Thursday, 16 April 2015

New CIETAC arbitration rules

April 16, 2015.
On 4 November 2014, the China International Economic and Trade Arbitration Commission (CIETAC) adopted its new Arbitration Rules, which apply to all domestic and international arbitration references commenced on or after 1 January 2015. In this article, we set out a brief introduction to the key changes.

Chapter VI contains special provisions for the new Hong Kong Arbitration Center in the Hong Kong SAR. Article 74 makes it clear that arbitrations administered by the CIETAC Hong Kong Arbitration Center are Hong Kong awards, that the seat of the arbitration is Hong Kong and that the arbitration law of Hong Kong is the applicable governing law unless the parties agree otherwise. In the ordinary course, Hong Kong judgments are enforceable in mainland China under reciprocal agreement legislation.

The 2015 Rules contain new procedures for arbitrations concerning multiple contracts. Article 14 now allows a claimant to start a single arbitration for disputes arising out of or in connection with multiple contracts, provided that the contracts satisfy certain criteria. This is an important development. In the past, parties with multiple disputes arising out of the same set of facts but under separate contracts had to commence a separate arbitration for each contract. That involved the risk that different tribunals would reach inconsistent conclusions. This risk can now be avoided. In addition, Article 19 now expands on the old rules on consolidation of arbitrations, previously set out at Article 17. Whereas before, CIETAC required the consent of all parties before consolidating two or more arbitrations, Article 19.1 potentially gives CIETAC the power to consolidate at the request of just one party, provided certain conditions are met.

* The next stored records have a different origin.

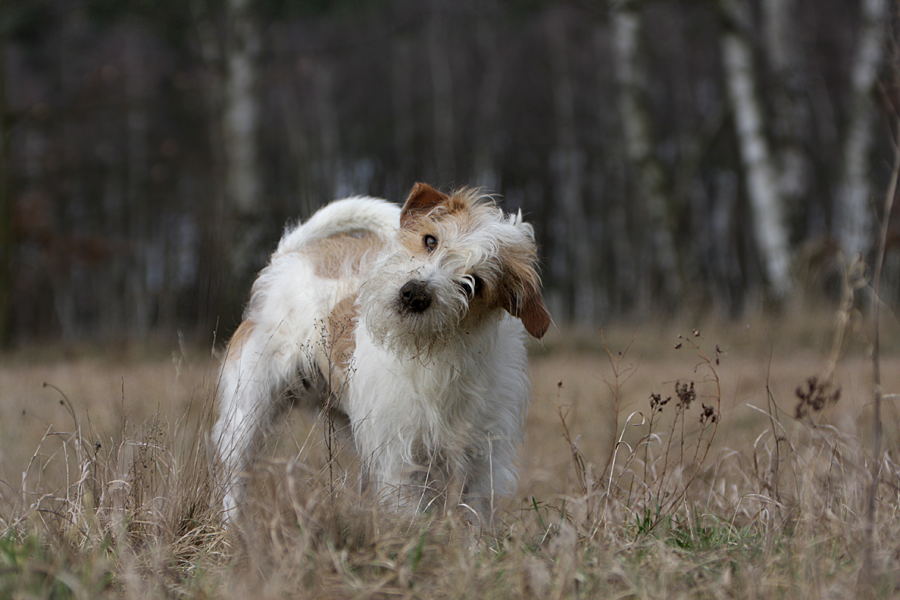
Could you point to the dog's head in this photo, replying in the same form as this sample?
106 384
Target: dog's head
459 261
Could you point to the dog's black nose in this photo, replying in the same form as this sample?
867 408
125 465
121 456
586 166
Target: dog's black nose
414 296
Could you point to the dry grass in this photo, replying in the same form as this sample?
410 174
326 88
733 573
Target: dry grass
626 490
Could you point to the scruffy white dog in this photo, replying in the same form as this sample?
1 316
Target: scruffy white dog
415 322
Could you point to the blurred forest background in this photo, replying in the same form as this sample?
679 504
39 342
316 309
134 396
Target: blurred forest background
705 156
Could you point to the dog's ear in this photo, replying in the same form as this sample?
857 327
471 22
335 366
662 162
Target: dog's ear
422 199
528 305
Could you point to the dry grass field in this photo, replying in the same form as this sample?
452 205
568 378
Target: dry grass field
661 462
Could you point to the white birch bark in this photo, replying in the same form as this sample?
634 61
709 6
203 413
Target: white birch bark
639 142
402 73
487 108
442 95
792 116
766 203
854 213
241 109
569 171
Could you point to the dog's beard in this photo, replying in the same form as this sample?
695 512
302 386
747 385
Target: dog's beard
394 326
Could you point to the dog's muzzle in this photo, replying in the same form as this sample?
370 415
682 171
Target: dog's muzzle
414 296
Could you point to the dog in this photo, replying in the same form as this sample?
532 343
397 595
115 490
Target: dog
415 321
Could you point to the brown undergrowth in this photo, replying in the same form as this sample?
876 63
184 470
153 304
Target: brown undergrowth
693 471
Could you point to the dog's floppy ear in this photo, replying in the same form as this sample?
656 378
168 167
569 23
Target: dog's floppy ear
528 305
422 199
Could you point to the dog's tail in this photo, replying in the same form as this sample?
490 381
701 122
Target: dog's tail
355 215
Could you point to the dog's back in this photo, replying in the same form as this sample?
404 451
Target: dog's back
316 266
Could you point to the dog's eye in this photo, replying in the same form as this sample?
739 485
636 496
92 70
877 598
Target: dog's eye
473 284
477 285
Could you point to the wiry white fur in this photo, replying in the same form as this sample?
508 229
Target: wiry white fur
432 397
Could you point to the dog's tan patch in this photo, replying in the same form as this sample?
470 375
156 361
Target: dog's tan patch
342 255
341 343
244 330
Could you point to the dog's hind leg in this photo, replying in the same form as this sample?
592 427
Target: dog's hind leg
258 367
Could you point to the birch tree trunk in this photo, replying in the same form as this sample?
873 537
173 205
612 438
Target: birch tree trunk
240 121
766 202
136 186
487 107
854 218
640 143
569 173
792 115
402 71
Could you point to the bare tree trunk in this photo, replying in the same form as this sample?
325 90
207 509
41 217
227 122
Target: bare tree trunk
766 202
442 96
640 143
230 224
402 70
329 131
240 121
487 107
853 212
6 233
569 172
136 185
792 115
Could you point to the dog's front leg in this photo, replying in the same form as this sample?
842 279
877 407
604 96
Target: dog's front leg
256 370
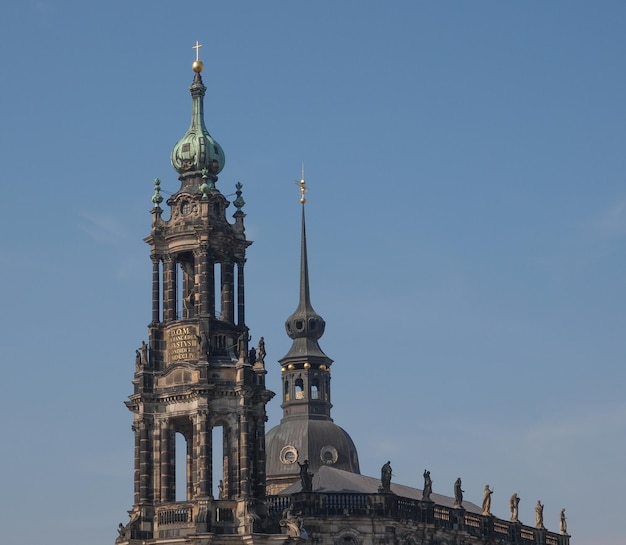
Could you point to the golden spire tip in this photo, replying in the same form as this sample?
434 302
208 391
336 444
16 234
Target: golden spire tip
197 65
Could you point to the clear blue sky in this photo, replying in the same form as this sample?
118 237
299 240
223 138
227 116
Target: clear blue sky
466 221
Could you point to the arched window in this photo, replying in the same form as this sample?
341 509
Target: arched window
299 389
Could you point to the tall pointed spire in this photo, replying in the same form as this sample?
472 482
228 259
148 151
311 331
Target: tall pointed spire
305 326
306 433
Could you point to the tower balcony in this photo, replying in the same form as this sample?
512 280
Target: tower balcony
222 517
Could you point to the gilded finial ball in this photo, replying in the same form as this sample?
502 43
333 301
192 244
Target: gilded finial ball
197 66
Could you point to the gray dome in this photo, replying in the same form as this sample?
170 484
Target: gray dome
321 442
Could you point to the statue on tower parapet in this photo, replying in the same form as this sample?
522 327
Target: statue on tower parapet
385 477
487 500
428 486
514 506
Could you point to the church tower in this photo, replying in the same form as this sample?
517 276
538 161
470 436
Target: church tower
199 386
306 438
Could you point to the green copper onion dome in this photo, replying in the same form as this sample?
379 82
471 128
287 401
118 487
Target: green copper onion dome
198 150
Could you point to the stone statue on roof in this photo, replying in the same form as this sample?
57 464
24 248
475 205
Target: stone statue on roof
385 477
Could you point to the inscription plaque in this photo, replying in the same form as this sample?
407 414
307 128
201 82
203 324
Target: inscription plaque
182 343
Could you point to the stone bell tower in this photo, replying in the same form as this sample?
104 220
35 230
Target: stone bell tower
198 382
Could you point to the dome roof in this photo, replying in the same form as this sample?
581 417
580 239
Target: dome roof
321 442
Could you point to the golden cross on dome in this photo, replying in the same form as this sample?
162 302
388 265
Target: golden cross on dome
197 48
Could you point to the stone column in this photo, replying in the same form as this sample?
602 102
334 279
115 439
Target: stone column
241 307
228 305
144 462
137 462
210 283
260 455
244 457
202 298
164 463
203 455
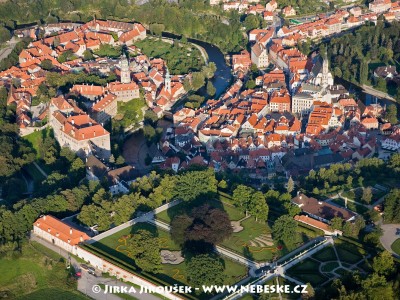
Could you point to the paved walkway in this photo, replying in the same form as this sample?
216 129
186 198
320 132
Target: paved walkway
232 255
280 269
87 284
389 236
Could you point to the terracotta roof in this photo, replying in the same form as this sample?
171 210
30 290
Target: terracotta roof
60 230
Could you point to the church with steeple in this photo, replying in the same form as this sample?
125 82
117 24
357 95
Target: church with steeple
320 74
125 72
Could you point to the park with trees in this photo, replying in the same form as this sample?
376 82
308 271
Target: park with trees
355 56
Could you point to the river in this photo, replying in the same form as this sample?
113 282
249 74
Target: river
223 76
364 96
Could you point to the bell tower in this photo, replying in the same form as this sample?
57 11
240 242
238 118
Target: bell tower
125 73
167 81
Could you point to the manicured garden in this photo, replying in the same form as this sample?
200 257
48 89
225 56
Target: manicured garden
325 264
308 271
348 253
326 254
253 241
357 193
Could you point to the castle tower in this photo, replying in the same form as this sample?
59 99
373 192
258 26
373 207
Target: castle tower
125 73
167 81
325 72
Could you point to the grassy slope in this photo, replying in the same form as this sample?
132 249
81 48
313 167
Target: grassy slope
31 274
170 273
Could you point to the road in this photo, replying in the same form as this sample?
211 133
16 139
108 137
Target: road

In deciding to consolidate, CIETAC must take into account the opinions of all parties. This of course raises the question of whether claimants in multiple arbitrations against non-responsive respondents might use the new provisions at Article 19 to get those arbitrations consolidated.

Other changes include the provision at Article 2 for an Arbitration Court to handle references, rather than a Secretariat. It remains to be seen what this will mean in practical terms for the administration of cases. The Arbitration Court enjoys new powers, including the power under Article 45.1 to suspend an arbitration at the request of just one party. Perhaps most significantly, the Arbitration Court can grant emergency relief under the CIETAC Emergency Arbitrator Procedures at Appendix III of the 2015 Rules. In suitable cases, the Arbitration Court will appoint an Emergency Arbitrator within one day of receiving a party’s application for an Emergency Arbitrator and its advance on costs. The Emergency Arbitrator must make his decision within just 15 days of his acceptance of appointment.

The rules try to address the difficulties caused by the schism between CIETAC Beijing and the Shanghai and South China (Shenzhen) sub-commissions. Article 2 provides that, where a CIETAC sub-commission no longer exists or its authorisation has been terminated, the case will be administered by the Arbitration Court. Article 2 also tries to reserve CIETAC’s right to decide these jurisdictional questions. Current thinking is that these rules are not binding on the PRC courts. As a result, the risk of inconsistent judicial decisions remains. Caution is still needed when drafting arbitration clauses, to make sure that the clause is effective and to avoid expensive satellite litigation.